Pensez-vous que ce soit le cas d’Ayoub El-Khazzani, l’assaillant du Thalys?
Nous pensons qu’il a disposé de complicités. Il avait toute la panoplie du terroriste: le fusil d’assaut, les neuf chargeurs, le pistolet, le cutter…
Les policiers ont aussi saisi une dizaine de crayons dans son sac. A quoi étaient-ils destinés, selon vous?
Pas à faire du dessin en tout cas. Les enquêteurs pensent, que bien « aiguisés », chacun de ces objets pouvait être utilisé comme arme. Si El-Khazzani monte en bout de rame, avec tout son arsenal, c’est sans doute pour remonter les wagons un à un. La tentative d’assassinat concerne donc les voyageurs et le personnel de bord qui auraient pu se trouver à portée d’El-Khazzani. Chacun d’entre eux peut ainsi se constituer partie civile.
Comprenez-vous le débat sur les « fiches S », pour « Sûreté de l’Etat », inefficaces pour empêcher le passage à l’acte?
La fiche S ne permet pas une arrestation, mais elle vise à mieux surveiller un individu, à enrichir les informations le concernant, en fonction de ses déplacements, notamment. Elle est éminemment utile. Concernant El-Khazzani, ce dispositif a ainsi permis aux Allemands de signaler son voyage entre Berlin et Istanbul au mois de mai. A priori, il n’y a aucun loupé.
Pour autant, aucun service n’a été capable de détecter ses déplacements au sein de l’espace Schengen. Faut-il modifier cet accord à la lumière du risque terroriste?
Toutes les organisations doivent s’adapter aux situations, et Schengen doit sans doute évoluer: la problématique des migrants le démontre bien. Mais il s’agit d’une responsabilité politique.
Craignez-vous justement que des recrues de Daech se glissent parmi le flot de réfugiés?

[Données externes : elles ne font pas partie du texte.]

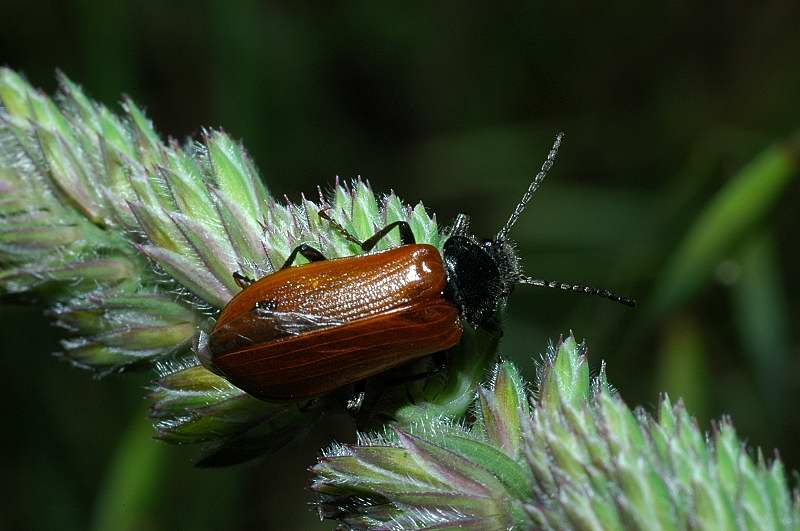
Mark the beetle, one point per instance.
(305, 331)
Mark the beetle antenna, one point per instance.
(578, 288)
(537, 181)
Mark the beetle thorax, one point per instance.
(481, 275)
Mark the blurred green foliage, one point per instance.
(676, 184)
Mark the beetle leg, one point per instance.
(357, 400)
(308, 252)
(406, 234)
(241, 280)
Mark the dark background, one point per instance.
(457, 106)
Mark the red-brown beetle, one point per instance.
(305, 331)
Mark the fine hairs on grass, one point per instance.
(132, 240)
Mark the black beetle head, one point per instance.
(482, 274)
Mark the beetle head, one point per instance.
(482, 274)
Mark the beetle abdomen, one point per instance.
(348, 288)
(307, 330)
(317, 362)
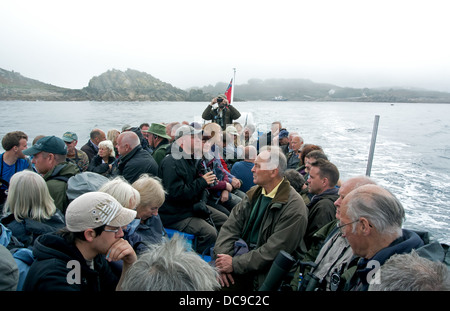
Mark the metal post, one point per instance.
(372, 145)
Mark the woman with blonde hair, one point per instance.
(153, 196)
(29, 210)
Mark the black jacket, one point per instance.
(184, 186)
(51, 270)
(28, 230)
(134, 164)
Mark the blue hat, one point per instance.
(283, 134)
(50, 144)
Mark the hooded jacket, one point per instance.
(138, 161)
(321, 212)
(52, 269)
(56, 180)
(282, 228)
(184, 186)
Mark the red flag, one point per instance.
(228, 91)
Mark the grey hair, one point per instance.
(170, 266)
(29, 197)
(410, 272)
(276, 157)
(379, 206)
(108, 144)
(122, 191)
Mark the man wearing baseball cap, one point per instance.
(49, 157)
(76, 259)
(74, 155)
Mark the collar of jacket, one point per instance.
(130, 154)
(281, 197)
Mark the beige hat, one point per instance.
(231, 130)
(94, 209)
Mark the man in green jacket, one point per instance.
(322, 181)
(272, 217)
(158, 140)
(49, 157)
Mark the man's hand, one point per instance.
(224, 196)
(225, 279)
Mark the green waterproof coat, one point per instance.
(283, 226)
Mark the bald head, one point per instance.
(376, 204)
(350, 185)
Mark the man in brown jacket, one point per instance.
(273, 217)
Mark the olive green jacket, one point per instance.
(56, 180)
(282, 228)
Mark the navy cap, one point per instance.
(50, 144)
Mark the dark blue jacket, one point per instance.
(365, 267)
(50, 271)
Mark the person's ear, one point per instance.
(89, 235)
(366, 227)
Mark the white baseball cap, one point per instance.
(95, 209)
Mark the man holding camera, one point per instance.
(224, 114)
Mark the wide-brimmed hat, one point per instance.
(70, 137)
(50, 144)
(159, 130)
(95, 209)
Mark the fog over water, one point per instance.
(412, 152)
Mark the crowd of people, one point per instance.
(95, 218)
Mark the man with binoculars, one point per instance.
(224, 114)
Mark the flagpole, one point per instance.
(233, 86)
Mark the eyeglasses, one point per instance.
(115, 230)
(342, 226)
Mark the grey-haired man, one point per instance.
(74, 259)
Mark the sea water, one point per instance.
(411, 157)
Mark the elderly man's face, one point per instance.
(354, 237)
(263, 169)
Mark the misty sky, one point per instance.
(360, 43)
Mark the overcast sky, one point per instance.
(361, 43)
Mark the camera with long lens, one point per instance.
(280, 274)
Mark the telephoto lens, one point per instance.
(280, 267)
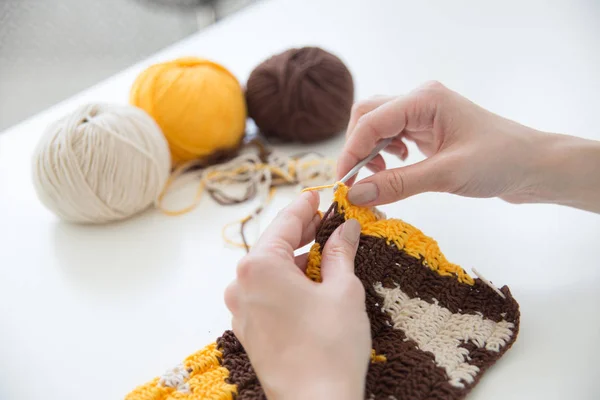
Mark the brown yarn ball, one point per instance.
(301, 95)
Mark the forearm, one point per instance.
(568, 172)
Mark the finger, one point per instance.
(310, 231)
(430, 175)
(358, 110)
(340, 250)
(301, 261)
(231, 296)
(399, 149)
(415, 111)
(363, 107)
(284, 234)
(377, 164)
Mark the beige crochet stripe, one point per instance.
(437, 330)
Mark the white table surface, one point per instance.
(89, 312)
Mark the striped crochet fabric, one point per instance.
(435, 329)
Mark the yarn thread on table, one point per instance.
(435, 330)
(101, 163)
(256, 171)
(301, 95)
(198, 104)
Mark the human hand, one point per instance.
(471, 151)
(304, 339)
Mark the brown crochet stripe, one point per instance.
(241, 372)
(375, 259)
(409, 373)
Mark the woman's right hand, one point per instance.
(470, 152)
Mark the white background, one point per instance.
(92, 311)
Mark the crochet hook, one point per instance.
(380, 146)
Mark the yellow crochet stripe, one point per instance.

Une telle hypothèse ne peut être exclue. Mais l’organisation a bien d’autres moyens de faire entrer des volontaires, dont certains sont européens. Aujourd’hui, les djihadistes ont moins recours au transport aérien. Ils utilisent de plus en plus la voie routière ou ferroviaire en passant par la Grèce, l’Albanie, la Moldavie ou la Bulgarie afin de contourner les contrôles. Nous avons donc besoin de renforcer la coopération policière et judiciaire avec tous les pays.
Préférez-vous, comme Alain Vidalies, secrétaire d’Etat aux Transports, le risque de la discrimination à celui de l’inaction?

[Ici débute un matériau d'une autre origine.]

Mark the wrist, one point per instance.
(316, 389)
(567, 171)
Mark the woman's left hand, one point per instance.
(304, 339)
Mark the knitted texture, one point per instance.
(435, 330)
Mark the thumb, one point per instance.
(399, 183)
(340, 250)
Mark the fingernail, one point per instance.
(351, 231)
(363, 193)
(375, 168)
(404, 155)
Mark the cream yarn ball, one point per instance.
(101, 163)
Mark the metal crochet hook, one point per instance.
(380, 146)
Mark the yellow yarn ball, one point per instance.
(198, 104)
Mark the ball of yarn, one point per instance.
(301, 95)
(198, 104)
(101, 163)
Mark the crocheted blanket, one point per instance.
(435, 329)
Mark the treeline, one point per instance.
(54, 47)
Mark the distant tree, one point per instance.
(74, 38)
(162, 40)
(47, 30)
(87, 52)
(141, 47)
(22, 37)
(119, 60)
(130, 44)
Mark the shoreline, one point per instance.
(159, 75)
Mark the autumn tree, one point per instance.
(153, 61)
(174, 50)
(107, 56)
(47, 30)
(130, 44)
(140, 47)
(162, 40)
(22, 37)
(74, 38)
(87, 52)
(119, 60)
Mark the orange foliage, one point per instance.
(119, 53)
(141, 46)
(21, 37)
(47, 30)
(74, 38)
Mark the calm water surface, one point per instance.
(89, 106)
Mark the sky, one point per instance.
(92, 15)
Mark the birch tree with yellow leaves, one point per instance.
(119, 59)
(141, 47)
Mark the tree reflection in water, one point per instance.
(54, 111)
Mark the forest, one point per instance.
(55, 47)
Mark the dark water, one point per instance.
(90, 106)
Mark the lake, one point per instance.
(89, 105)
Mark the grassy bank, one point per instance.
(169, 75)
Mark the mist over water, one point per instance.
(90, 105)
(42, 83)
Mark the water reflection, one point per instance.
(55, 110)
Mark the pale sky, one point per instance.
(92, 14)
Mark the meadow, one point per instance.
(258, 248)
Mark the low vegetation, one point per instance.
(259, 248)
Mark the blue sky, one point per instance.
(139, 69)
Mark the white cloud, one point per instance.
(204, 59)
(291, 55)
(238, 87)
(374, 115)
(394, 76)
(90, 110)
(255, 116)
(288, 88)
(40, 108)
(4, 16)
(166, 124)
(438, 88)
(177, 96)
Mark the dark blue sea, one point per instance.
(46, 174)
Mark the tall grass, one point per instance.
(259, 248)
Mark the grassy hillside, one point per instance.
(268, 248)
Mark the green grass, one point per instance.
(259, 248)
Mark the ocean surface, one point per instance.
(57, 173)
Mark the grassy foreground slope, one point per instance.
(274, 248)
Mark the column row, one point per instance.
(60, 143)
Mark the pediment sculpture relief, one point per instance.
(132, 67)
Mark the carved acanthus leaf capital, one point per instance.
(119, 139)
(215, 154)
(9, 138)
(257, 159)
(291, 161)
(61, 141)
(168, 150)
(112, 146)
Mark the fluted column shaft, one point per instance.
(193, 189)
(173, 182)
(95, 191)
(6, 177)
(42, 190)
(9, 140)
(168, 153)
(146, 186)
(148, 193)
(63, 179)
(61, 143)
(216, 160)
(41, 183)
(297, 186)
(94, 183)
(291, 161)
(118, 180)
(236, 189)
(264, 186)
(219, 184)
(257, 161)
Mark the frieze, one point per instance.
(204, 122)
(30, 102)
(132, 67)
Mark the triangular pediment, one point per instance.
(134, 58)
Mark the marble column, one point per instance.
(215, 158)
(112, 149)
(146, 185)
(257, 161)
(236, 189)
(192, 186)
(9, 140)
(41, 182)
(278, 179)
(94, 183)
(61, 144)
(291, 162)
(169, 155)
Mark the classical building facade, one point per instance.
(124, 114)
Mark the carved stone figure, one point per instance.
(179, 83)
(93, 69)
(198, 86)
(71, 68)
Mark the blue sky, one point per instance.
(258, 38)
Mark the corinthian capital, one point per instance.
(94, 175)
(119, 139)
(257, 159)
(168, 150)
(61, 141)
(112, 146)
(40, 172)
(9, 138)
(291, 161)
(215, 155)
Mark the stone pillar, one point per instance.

Je ne me laisserai pas entraîner dans cette polémique. Des contrôles systématiques paralyseraient la vie économique du pays. Je peux simplement vous dire que, sous l’autorité du parquet, les contrôles d’identité et les fouilles de véhicules ont été renforcés à Paris dans le strict respect du droit.
(1) Cyrus Vance Jr, procureur de Manhattan, Adrian Leppard, chef de la City of London Police, Javier Zaragoza, procureur général de l’Audience nationale espagnole.